Durante le Grandi Purghe del 1934-1935, servì come capo di stato maggiore della 72ª Divisione tiratori, e fu allora che la moglie, discendente di un Kulak, lo lasciò per evitare di metterlo in cattiva luce nei confronti delle autorità militari.
Fedelissimo seguace dello stalinismo, Vlasov ebbe modo di beneficiare dell’eliminazione di tanta parte dei suoi superiori per guadagnare fulminei avanzamenti di grado, e divenne uno dei comandanti militari di cui Stalin si fidava maggiormente.
Nel 1938 fu inviato in Cina dapprima come capo di stato maggiore del generale Čerepanov, in seguito come capo istruttore all’interno dell’Accademia militare di Chongqing. Ricoprendo questi incarichi, si rese conto che la politica estera sovietica stava di fatto eseguendo un doppio gioco: da un lato, appoggiava il Kuomintang contro i Giapponesi che avevano invaso la Manciuria; dall’altro, intratteneva rapporti stretti con gli avversari interni dei nazionalisti, i comunisti di Mao Zedong.
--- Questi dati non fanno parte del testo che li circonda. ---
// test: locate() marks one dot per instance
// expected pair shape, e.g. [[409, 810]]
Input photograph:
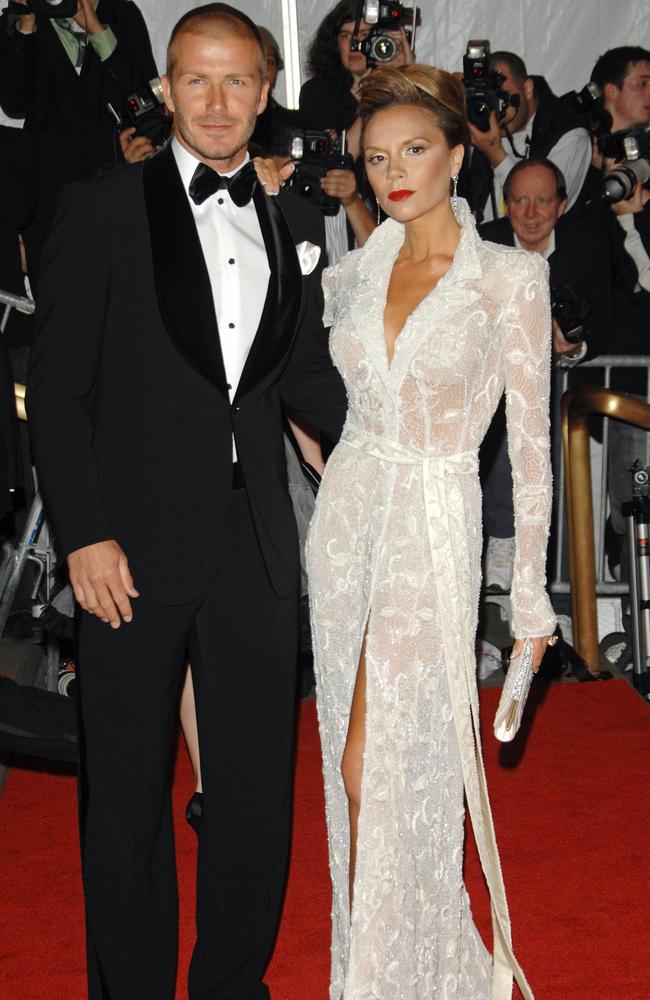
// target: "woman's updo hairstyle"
[[419, 86]]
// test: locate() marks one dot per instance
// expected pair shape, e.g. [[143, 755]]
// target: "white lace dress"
[[394, 548]]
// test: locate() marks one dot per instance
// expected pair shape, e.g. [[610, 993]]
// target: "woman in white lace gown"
[[428, 326]]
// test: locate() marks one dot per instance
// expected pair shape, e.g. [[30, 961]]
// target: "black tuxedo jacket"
[[581, 259], [128, 405]]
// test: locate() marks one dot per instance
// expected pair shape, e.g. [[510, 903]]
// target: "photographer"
[[538, 125], [623, 75], [328, 101], [61, 73], [581, 291]]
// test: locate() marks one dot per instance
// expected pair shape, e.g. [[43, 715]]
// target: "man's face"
[[630, 104], [354, 62], [533, 206], [516, 118], [216, 91]]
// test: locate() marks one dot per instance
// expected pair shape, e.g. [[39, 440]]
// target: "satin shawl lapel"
[[283, 299], [181, 275]]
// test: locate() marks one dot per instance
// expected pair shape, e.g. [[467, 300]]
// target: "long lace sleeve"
[[527, 352], [330, 281]]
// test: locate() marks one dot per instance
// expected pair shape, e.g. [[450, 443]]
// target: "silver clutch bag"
[[513, 697]]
L’attività di istruttore valse a Vlasov una serie di onorificenze cinesi, che gli furono sequestrate al ritorno in patria, nel 1939.
Messo a capo di una delle peggiori unità dell’Armata Rossa, la 99ª Divisione di fanteria, fu in grado di raddrizzare la disciplina e lo spirito dei suoi uomini, rendendola una delle più combattive dell’esercito.
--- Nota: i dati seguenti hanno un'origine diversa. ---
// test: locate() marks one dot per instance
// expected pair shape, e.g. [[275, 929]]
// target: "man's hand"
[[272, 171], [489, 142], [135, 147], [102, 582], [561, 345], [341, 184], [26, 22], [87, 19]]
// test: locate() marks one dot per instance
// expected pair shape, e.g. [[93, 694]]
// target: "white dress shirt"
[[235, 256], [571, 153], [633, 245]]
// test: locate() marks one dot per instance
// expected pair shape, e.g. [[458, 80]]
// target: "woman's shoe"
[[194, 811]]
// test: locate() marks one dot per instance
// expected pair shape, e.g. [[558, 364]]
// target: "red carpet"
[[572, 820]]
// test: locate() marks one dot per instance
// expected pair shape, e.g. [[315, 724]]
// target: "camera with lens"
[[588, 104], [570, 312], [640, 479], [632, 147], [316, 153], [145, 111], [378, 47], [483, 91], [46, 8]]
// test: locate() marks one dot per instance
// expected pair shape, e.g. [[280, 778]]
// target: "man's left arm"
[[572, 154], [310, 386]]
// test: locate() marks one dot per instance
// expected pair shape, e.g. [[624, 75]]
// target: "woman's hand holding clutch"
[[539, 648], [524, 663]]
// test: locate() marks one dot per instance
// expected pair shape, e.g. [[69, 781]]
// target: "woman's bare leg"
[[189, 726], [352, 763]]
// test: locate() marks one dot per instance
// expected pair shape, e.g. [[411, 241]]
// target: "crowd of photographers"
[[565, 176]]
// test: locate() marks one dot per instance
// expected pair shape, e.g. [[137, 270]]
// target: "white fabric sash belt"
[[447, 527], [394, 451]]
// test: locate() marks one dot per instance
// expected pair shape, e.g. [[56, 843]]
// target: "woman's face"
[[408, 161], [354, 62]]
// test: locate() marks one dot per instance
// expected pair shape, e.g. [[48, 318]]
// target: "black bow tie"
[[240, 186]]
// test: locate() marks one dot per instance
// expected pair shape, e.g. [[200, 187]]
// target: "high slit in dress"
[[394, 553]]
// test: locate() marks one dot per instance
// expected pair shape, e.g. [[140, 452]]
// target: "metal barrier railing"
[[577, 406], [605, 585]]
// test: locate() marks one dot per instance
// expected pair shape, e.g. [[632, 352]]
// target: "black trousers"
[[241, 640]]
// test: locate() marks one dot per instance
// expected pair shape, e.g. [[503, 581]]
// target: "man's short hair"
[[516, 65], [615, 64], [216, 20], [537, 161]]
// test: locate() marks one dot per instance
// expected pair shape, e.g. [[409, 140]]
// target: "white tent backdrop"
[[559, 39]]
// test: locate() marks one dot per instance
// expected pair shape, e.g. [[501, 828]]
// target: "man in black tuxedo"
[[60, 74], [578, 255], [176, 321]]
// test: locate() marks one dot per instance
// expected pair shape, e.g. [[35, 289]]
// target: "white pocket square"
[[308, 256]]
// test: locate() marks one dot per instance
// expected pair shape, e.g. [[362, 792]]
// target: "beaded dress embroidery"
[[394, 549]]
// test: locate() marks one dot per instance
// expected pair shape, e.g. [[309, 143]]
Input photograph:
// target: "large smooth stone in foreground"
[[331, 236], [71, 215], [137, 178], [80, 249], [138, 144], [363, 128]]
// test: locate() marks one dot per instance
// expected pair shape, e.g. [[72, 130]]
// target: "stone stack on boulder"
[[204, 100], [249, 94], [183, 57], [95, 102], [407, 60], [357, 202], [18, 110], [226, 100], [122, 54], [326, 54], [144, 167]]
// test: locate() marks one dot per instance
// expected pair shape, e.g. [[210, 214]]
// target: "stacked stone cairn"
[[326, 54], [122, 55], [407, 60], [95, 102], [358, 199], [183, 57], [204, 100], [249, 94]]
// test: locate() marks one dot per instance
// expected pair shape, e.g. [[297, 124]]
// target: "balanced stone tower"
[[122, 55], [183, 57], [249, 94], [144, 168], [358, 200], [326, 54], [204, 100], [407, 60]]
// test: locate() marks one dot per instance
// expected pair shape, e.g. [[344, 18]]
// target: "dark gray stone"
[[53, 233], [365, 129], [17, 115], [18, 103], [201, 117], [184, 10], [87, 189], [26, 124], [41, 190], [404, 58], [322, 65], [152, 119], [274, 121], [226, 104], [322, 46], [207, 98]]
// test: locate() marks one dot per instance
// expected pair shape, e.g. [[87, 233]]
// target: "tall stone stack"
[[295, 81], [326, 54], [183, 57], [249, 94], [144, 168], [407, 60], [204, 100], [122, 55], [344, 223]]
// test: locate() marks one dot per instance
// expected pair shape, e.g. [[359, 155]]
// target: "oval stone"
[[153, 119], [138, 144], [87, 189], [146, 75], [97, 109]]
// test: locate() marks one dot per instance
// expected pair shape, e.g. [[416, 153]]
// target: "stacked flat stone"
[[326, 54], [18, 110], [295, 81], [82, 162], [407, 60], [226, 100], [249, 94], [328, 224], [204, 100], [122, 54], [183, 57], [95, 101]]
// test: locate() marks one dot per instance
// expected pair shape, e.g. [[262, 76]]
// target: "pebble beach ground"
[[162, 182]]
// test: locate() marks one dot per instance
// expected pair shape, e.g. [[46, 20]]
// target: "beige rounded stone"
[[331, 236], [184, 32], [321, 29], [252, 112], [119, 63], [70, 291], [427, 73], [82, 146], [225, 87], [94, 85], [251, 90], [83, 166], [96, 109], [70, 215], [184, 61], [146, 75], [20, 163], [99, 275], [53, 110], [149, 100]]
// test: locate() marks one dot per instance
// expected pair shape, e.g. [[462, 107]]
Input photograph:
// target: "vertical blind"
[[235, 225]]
L’invasione tedesca dell’URSS del 1941 vide Vlasov giocare un ruolo importantissimo nella difesa della capitale sovietica e del capoluogo ucraino, Kiev: decorato più volte con diverse onorificenze (tra cui l’Ordine di Lenin), secondo alcuni storici fu in grado di guadagnare la fiducia delle truppe con un forte carisma, lo stesso che gli aveva permesso di salire in fretta sulla scala gerarchica.
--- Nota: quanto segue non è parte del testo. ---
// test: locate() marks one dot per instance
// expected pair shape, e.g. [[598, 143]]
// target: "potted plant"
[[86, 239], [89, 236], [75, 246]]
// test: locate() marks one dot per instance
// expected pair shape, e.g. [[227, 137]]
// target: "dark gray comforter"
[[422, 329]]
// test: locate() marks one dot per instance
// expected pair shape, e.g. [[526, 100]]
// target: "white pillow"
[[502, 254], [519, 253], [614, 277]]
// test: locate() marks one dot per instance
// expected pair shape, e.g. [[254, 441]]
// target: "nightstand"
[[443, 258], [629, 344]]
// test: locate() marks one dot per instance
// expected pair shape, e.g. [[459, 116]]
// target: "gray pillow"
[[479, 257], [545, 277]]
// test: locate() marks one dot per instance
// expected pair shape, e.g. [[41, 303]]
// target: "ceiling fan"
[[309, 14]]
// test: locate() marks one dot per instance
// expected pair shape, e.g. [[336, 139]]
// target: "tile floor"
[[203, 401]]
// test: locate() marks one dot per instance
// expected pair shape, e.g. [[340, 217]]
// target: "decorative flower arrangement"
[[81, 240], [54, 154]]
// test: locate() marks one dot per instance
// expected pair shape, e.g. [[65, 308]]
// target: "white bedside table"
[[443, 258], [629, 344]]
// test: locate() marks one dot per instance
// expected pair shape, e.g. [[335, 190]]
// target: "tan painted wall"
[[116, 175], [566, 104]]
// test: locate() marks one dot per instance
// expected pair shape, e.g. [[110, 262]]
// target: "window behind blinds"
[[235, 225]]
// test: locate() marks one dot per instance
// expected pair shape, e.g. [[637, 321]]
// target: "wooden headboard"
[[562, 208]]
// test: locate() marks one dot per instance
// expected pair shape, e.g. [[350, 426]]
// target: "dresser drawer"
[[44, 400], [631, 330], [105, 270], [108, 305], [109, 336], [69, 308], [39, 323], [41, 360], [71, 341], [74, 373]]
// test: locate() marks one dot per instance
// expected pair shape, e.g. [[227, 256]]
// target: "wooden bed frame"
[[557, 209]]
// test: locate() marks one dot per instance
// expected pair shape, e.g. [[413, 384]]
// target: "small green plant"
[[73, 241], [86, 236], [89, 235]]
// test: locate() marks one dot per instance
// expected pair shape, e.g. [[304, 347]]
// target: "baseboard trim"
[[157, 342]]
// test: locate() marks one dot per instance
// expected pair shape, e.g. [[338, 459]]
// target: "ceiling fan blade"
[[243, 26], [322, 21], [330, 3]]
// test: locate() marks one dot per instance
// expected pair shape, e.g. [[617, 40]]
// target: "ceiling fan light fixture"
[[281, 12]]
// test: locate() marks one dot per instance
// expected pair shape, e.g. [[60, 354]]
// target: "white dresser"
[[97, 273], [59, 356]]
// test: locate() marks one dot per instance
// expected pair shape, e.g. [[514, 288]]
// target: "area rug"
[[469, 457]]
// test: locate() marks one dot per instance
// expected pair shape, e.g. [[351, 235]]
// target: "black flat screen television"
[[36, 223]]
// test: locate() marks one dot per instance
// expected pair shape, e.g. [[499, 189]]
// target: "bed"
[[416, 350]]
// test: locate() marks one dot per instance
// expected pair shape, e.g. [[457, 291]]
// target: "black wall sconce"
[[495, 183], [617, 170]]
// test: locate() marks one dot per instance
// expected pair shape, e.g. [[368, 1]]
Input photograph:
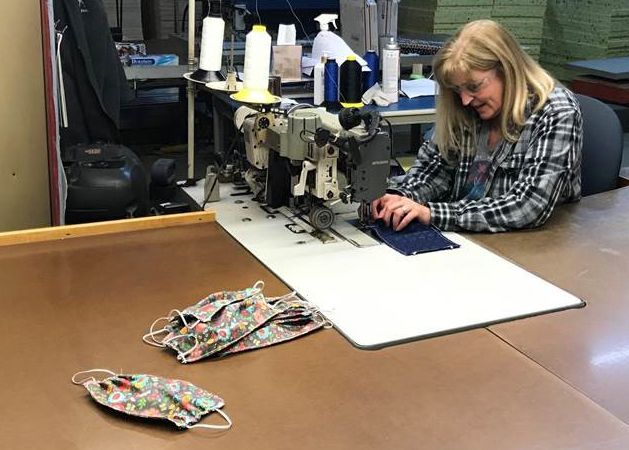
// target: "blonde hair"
[[485, 45]]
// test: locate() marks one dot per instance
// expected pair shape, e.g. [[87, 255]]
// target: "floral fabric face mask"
[[233, 321], [154, 397]]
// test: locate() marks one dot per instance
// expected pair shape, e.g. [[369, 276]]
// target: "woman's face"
[[481, 90]]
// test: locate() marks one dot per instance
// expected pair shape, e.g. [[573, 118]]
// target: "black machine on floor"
[[105, 182]]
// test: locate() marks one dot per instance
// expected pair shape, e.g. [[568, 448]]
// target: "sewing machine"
[[308, 159]]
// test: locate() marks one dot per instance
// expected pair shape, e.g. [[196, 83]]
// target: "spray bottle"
[[319, 83], [328, 42], [391, 70]]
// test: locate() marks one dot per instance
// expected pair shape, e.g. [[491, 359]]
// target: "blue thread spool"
[[331, 82], [351, 83], [373, 62]]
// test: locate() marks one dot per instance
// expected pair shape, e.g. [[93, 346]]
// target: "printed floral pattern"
[[229, 322], [151, 396]]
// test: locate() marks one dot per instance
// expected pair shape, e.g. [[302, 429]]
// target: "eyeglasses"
[[472, 87]]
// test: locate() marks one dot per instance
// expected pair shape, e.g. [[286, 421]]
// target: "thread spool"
[[275, 85], [257, 68], [373, 62], [331, 83], [210, 59], [350, 83]]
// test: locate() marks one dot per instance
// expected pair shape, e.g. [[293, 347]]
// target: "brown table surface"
[[584, 249], [84, 303]]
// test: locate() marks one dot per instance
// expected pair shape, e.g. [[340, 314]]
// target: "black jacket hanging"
[[93, 76]]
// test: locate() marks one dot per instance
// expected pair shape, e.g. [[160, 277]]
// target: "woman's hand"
[[397, 211]]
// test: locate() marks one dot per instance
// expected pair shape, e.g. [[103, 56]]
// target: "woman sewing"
[[507, 143]]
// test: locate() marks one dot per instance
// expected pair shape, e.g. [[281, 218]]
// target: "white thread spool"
[[257, 67], [257, 59], [212, 44]]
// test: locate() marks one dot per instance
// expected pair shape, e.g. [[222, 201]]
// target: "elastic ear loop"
[[151, 334], [90, 378], [183, 355], [282, 297], [215, 427], [149, 337]]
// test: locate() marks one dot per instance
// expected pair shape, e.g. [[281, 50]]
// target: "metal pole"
[[191, 89]]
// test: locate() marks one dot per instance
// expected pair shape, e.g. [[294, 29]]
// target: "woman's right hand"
[[398, 211]]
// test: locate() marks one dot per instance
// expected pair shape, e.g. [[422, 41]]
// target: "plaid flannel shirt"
[[527, 178]]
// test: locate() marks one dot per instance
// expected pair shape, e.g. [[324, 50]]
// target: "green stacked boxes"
[[524, 19], [583, 29], [553, 31]]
Dopo i suoi successi sulle pianure, Vlasov fu incaricato di gestire la 2ª Armata d’assalto, la cui missione era la rottura dell’assedio di Leningrado. La missione fallì, e la 18ª Armata della Wehrmacht distrusse definitivamente l’armata russa nel giugno 1942: l’unico disperato tentativo di fuga dalla sacca, lungo uno stretto corridoio di 400 metri a cavallo della ferrovia che portava in città, si rivelò un massacro e, dei 16.000 sovietici, ne sopravvissero meno di 2.000.
Non è ben chiaro se, a questo punto, Vlasov sia passato al nemico in seguito a cattura o a defezione, né se la sua diserzione sia da imputarsi a una vendetta, per la mancanza del dovuto appoggio durante la battaglia; ad ogni modo, partì da Vlasov l’idea di costituire il Comitato di liberazione dei popoli della Russia e l’Esercito Russo di Liberazione , un’armata di prigionieri, volontari ed emigrati russi reclutati inneggiando al ritorno alla Russia nazionale, che avrebbero dovuto unirsi alla Wehrmacht contro l’Unione Sovietica. Nella primavera del 1943 Vlasov venne anche utilizzato dalla propaganda tedesca come strumento per favorire le defezioni tra i reparti dell’Armata Rossa e minare la coesione dell’esercito sovietico. In un primo momento avrebbe dovuto essere sviluppata l’ambiziosa Azione Silberstreifen che prevedeva il lancio del “volantino n. 13” oltre le linee nemiche che illustrava le proposte del generale.
Una solenne cerimonia a Praga designò Vlasov a capo del Comitato e dell’armata, che però ebbe poche occasioni di combattere i sovietici: Hitler non pensava infatti che il progetto di Vlasov potesse avere successo, portandolo quindi a sostituire Stalin e a dimenticare l’alleato tedesco; per questo motivo i reggimenti dell’Esercito di Liberazione furono per lo più destinati a incarichi di pattuglia ben al di qua della linea del fronte. Quando il rullo compressore sovietico fu a regime, e i combattimenti si spostarono verso Berlino, Vlasov e i suoi reggimenti si spostarono gradualmente verso ovest, e alla fine della guerra, nel maggio 1945, si trovavano attestati tra Praga e Linz.
Vlasov e undici alti ufficiali dell’Esercito di Liberazione si arresero agli Alleati occidentali, ma né gli Americani né i britannici avevano interesse ad accogliere richieste di asilo che avrebbero compromesso il rapporto con un potente alleato come l’Unione Sovietica: riportati a Mosca, furono processati per alto tradimento e impiccati il 2 agosto 1946. Vlasov aveva quarantacinque anni.